Good luck with intros, I would also say remember a camera and bubbles.

Day 1 - 2 hours at FC (did stay over that by two hours) meant to just watch but ended up feeding him and changing his nappy.
Day 2 - 1/2 day at FC (out for walks, feeds and nappy)
Day 3 - full day at FC (took over total care of lo inc bath and putting to bed)
Day 4 - early start, half way meeting all at FC (get lo out of bed, wash etc took into town by ourselves)
Day 5 - lo 4 hrs at home with us with FC present (play and overall care)
Day 6 - 1/2 day with lo at home with just us with FC present (playing getting him use to all the rooms)
Day 7 - lo at home with us all day took back to FC for bed (play stick to routine)
Day 8 - picked up lo forever and brought him home (FC and us cried like babies, lo however was full of smiles and even slept in the car on the way home )


----------



## Waiting_patiently (Dec 4, 2013)

Omg it was amazing, only for 1.5hrs but the best 1.5hrs of our lives, our boy is an absolute smiler, big blue eyes just like Daddy, we got straight on the floor with him, he was straight over to the toys in my bag, worked a treat and have left them for him to play with to then bring home with him next Tuesday.

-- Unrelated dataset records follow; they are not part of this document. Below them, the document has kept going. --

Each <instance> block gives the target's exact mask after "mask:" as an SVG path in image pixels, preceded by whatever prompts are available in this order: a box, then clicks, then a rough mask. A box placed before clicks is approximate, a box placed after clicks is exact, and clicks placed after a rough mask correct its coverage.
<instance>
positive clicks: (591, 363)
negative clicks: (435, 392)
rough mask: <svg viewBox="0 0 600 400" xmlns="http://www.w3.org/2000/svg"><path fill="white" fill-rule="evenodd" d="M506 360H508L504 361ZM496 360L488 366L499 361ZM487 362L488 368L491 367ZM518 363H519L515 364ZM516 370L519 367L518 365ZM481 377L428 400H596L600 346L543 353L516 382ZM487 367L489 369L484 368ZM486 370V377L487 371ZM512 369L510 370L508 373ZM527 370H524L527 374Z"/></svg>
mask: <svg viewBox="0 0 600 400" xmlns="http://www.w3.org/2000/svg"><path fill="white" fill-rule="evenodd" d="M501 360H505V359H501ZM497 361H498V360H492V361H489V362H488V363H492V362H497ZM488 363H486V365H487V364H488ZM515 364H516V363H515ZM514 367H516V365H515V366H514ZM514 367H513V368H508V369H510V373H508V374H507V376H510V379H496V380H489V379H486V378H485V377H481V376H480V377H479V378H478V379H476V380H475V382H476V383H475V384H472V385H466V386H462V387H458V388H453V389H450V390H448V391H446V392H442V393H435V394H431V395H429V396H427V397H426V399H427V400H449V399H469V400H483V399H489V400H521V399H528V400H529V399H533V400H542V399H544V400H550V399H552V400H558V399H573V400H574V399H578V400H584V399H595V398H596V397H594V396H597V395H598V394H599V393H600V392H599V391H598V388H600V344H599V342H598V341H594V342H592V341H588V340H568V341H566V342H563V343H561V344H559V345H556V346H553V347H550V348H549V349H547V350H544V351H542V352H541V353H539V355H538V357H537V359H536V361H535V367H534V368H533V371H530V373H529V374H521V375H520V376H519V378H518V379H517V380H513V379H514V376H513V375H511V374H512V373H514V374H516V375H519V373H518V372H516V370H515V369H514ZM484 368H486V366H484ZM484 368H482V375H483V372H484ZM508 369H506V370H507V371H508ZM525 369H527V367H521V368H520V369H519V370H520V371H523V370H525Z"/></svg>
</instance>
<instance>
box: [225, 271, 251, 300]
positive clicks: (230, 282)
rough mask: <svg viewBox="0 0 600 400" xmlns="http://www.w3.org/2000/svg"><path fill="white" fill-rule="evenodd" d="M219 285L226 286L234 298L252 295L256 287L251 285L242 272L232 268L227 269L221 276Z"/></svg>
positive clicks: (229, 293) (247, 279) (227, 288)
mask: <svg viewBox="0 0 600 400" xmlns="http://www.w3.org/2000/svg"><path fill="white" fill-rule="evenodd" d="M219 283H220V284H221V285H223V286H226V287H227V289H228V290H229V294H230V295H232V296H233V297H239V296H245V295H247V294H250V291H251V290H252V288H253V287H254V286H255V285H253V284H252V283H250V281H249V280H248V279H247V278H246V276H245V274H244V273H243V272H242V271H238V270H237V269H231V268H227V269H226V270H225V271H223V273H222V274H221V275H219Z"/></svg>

Plan is done for the week but to be honest its a bit strange as FC have another care child that is short notice leaving on Saturday also, then they have holiday booked for Tues pm. So basically were sharing them with intros for the other child at the same time. 

We had 1.5 hrs today,
2 hours am tomorrow
Bedtime Thursday (they're away all day with other child & family intros)
All day Friday - us to take lo out and about in their area
Afternoon Saturday - us to take out and about in their area (other child goes am)
All day Sunday at our home
All day Monday at our home
Tues pick up am and bring home for good! 

Roll on tomorrow!!


----------



## Arrows (Nov 9, 2008)

Great update!!


----------



## Dame Edna (May 17, 2007)

I am glad to hear the bag worked a treat   . The baby boys do love a handbag   

Lovely post   . Enjoy your week Mummy


----------



## Sq9 (Jan 15, 2013)

Sounds amazing.  He'll be home before you know it


----------



## Lorella (Jan 10, 2013)

Wow! Glad you had a great day WP. Sounds amazing. We are starting intros with 9 month old 4 wks tomorrow   so can't wait to read more updates!
Xxx


----------



## Waiting_patiently (Dec 4, 2013)

Thanks everyone, Lorella yours will be here before you know it! x


----------